Un momento extraordinario de Nueve reinas tiene lugar en la célebre escena del baño. Todos la recuerdan por el hecho de que Darín lanza su famosa frase: “putos no faltan, lo que faltan son financistas”, pero lo extraordinario de la escena no resulta ser particularmente la frase que resume la sombría visión de mundo del personaje, sino el modo en que Darín va colocando los fajos de toallas de papel encima del lavatorio, fajos que Pauls sigue con mirada atenta, respondiendo a las preguntas de Darín sobre su propio precio; quizás este sea el punto máximo de la ficción, ya que se filtra la ficción del dinero, papeles blancos que hacen como si fueran billetes, papeles blancos que en Nueve reinas valen dólares (es sintomático que en la deplorable versión norteamericana, titulada Criminal, la escena del dinero haya sido suprimida).

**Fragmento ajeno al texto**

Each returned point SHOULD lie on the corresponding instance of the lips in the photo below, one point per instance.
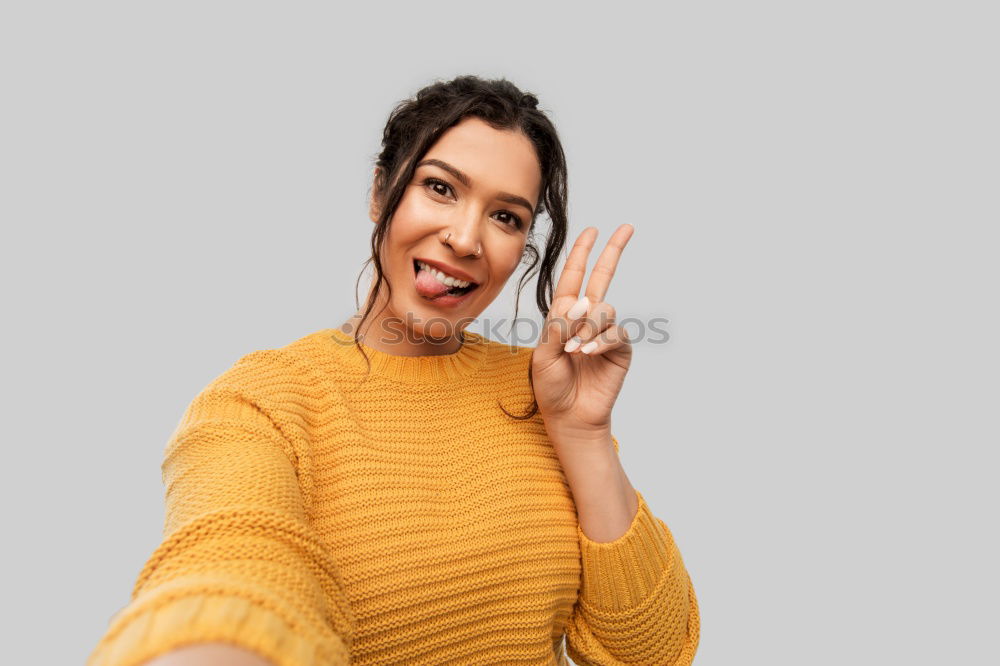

El fulgor de Nueve Reinas, esa luz que demora en apagarse, esa luz imprevisible y desbordante, brota de una forma pergeñada por el director –el cómo, sí, el cómo, el ritmo, el montaje, los planos, el guión, los diálogos, las actuaciones– para que, a pesar de la revelación, nunca suspendamos la creencia, como si estuviéramos permanentemente atrapados en nuestra propia trama –como si al escapar de la caverna de Platón siguiéramos convencidos de la realidad de las sombras–. Como si en eso que vemos en la pantalla estuviéramos también –o sobre todo– nosotros, como si fuéramos cómplices, pero no sólo cómplices de Pauls –finalmente el ganador–, sino también de Darín –finalmente el perdedor–, torsión extraña que demuestra una especie de goce inocultable, imperecedero, como si nunca nos cansáramos de gozar –hemos visto la película, cuatro, cinco, seis veces– con nuestro propio triunfo y con nuestra propia derrota.
Ciertamente, una película es una película, pero no es sólo una película. El tiempo ha pasado, Nueve reinas no se ve hoy –no se puede ver hoy– como se veía en el año 2000, como se vio durante el kirchnerismo, como se vio durante el macrismo, cada época la significa y la resignifica, además de cinematográficamente, políticamente, y justamente allí, en ese aspecto coyuntural o contextual, es donde el sentido último de Nueve reinas se resiste a ser aprehendido, en ese punto –de goce– ciego bautizado la década del ’90, el menemismo, la Gran Ficción compartida por cada uno de nosotros, los argentinos y las argentinas.